La Comisión Estatal de Derechos Humanos de Jalisco advirtió en su momento que el decreto abría la puerta a la violación de las garantías individuales, pero Alfaro volteó para otro lado. Las críticas de los expertos de que un decreto no podía estar por encima de la Ley, también fueron desdeñadas.
El escándalo regresó a Alfaro a la realidad, quien comenzó a disparar para todos lados. Acusó a López Obrador y a Morena de estar detrás de los disturbios violentos del jueves, y afirmó tener evidencias que nunca presentó. Antes de los hechos violentos se presentó ante la sociedad como un gobernador que estaba atento a cuidar los derechos de sus gobernados –nunca explicó por qué tardó un mes en reaccionar al asesinato de Giovanni–, pero la Fiscalía estatal detuvo a jóvenes que protestaban por el crimen mediante “detenciones ilegales y arbitrarias”, denunció la Comisión Estatal de Derechos Humanos, constituyéndose en su “desaparición forzada”.
El sábado ofreció disculpas en redes sociales, pero quiso fugarse una vez más hacia delante. En una entrevista con Televisa en Guadalajara, afirmó: “No fue un asunto menor. No estamos hablando de marchas y manifestaciones, estamos hablando de que Jalisco recibió una embestida brutal de grupos de intereses difíciles de identificar que construyeron una historia, una estrategia, que buscaron que hubiera muertos en Jalisco. Yo, guardadas las proporciones, me atrevo a decir que se empezaban a generar las condiciones para que aquí se construyera un nuevo Ayotzinapa”.

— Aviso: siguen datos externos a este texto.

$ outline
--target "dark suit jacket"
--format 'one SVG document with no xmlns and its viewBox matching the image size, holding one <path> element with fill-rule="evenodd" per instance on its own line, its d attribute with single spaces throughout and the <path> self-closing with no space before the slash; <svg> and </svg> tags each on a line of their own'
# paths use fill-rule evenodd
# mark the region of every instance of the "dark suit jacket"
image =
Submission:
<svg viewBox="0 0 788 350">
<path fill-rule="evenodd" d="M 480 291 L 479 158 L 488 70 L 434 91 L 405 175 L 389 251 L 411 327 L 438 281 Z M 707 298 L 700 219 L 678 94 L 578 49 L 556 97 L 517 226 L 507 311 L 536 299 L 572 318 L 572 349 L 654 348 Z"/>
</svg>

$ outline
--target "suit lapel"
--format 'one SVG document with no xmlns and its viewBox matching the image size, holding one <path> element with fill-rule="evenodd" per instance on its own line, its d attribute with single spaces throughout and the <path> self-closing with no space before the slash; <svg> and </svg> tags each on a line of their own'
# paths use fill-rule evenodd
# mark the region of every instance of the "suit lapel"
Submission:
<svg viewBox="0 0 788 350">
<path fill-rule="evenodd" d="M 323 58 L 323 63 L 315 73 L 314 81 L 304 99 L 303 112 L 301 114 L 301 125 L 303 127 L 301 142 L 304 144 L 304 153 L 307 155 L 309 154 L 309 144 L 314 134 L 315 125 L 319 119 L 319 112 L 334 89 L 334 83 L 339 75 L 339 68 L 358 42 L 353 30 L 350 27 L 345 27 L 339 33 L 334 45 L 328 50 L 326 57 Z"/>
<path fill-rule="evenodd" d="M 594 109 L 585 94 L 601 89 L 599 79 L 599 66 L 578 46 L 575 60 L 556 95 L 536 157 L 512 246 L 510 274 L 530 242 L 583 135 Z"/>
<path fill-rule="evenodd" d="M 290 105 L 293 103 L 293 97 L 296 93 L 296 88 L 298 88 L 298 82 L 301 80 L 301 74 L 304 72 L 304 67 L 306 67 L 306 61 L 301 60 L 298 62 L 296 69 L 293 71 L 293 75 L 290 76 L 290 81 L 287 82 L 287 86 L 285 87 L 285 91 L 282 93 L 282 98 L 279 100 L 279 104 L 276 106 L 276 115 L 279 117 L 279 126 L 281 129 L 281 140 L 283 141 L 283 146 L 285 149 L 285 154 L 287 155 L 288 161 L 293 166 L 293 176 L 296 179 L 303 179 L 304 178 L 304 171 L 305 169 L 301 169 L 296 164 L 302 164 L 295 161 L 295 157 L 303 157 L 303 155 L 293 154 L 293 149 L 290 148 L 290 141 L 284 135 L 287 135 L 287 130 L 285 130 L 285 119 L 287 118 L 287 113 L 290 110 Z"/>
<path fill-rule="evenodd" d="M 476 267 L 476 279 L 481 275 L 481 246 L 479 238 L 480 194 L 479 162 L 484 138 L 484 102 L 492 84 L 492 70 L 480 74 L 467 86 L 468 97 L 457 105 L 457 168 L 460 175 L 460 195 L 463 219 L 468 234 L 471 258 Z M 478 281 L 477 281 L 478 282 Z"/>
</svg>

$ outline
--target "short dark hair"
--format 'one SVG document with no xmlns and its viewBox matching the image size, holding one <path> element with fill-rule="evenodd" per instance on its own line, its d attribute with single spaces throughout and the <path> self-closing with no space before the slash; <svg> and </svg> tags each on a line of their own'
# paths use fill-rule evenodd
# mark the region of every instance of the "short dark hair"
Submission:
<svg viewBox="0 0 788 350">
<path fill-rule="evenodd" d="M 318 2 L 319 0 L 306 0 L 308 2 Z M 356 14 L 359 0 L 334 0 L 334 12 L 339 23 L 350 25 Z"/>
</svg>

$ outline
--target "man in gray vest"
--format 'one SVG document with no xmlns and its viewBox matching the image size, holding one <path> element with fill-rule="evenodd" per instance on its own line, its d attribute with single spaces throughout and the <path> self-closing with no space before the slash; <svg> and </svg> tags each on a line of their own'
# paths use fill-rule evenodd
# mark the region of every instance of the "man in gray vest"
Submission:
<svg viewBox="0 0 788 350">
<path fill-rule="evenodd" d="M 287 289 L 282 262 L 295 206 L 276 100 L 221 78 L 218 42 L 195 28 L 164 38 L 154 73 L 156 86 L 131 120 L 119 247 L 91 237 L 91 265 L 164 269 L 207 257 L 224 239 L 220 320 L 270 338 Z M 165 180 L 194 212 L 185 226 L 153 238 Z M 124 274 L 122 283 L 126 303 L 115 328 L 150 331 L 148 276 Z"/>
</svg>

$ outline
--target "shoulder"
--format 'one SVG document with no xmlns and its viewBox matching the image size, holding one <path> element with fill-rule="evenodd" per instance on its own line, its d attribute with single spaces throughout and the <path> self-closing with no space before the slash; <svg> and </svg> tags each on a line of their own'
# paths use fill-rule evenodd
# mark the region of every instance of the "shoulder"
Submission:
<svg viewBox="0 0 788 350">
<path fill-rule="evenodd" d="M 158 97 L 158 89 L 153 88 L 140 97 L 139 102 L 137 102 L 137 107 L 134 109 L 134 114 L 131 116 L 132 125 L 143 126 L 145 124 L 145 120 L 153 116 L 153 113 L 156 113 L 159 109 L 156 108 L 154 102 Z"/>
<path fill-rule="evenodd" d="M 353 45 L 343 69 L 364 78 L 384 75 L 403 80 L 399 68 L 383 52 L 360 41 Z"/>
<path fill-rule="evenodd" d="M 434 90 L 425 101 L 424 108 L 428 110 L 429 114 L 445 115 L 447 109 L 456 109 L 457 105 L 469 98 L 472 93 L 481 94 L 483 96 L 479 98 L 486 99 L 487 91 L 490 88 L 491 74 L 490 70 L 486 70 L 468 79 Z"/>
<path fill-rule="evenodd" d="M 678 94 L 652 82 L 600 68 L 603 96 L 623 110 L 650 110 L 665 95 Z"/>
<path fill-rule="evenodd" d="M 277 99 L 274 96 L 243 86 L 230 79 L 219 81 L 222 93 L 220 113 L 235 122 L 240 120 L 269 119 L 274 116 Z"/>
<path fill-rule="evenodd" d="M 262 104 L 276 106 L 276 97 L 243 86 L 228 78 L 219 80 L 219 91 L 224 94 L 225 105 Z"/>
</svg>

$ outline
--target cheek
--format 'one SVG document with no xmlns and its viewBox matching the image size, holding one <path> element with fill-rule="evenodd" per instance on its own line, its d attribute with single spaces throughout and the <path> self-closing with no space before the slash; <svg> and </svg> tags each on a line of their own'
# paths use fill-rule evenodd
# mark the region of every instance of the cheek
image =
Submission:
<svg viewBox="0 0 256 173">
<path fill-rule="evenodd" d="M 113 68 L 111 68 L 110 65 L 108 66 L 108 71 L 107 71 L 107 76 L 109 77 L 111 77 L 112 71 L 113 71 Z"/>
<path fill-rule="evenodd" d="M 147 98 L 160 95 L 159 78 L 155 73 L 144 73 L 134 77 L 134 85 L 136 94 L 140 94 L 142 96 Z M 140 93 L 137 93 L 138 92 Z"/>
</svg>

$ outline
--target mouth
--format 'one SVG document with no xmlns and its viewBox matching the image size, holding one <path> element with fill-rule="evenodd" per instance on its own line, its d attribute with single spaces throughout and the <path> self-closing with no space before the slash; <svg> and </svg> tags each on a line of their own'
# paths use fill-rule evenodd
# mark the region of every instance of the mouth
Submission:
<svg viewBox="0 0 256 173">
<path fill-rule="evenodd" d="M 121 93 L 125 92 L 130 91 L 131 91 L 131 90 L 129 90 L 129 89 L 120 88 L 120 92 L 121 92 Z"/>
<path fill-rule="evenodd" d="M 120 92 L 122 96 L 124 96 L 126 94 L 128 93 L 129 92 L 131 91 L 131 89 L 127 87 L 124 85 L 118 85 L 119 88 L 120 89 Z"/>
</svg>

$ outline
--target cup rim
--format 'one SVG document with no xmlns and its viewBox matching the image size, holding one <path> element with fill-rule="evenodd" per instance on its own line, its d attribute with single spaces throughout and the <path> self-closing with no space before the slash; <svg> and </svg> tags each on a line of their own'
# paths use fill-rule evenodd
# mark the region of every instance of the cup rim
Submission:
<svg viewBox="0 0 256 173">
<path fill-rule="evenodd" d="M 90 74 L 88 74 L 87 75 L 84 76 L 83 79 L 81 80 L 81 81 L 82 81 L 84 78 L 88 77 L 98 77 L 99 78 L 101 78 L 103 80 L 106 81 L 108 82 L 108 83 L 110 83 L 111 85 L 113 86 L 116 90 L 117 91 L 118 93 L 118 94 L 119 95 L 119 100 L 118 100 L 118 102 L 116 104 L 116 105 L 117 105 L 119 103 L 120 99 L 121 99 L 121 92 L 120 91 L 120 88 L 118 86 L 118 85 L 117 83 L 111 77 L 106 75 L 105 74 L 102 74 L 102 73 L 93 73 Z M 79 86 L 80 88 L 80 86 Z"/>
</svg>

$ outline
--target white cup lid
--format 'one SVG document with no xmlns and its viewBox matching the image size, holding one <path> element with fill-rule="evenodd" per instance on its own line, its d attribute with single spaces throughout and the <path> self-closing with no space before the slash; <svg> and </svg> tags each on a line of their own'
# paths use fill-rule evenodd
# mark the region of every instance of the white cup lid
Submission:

La analogía utilizada por Alfaro es baladí. Las condiciones que menciona se crearon por todas las deficiencias sistémicas en el sistema de procuración y administración de justicia durante su gobierno, que han sido señaladas durante meses. Pero él quiso vincular acciones con personas y grupos, ocultando sus fallas, sugiriendo incluso que el crimen organizado podría haber infiltrado a la Fiscalía para generar la violencia y las desapariciones forzadas. Esta es otra sinrazón. ¿Los cárteles de la droga actuando políticamente? Por favor gobernador.
La verborrea justificatoria de Alfaro lo exhibe como un político que al ser golpeado debajo de su línea de flotación, muestra una cara de embustero e indolente, rasgos que se tendrán que considerar si llegara a figurar en la boleta presidencial.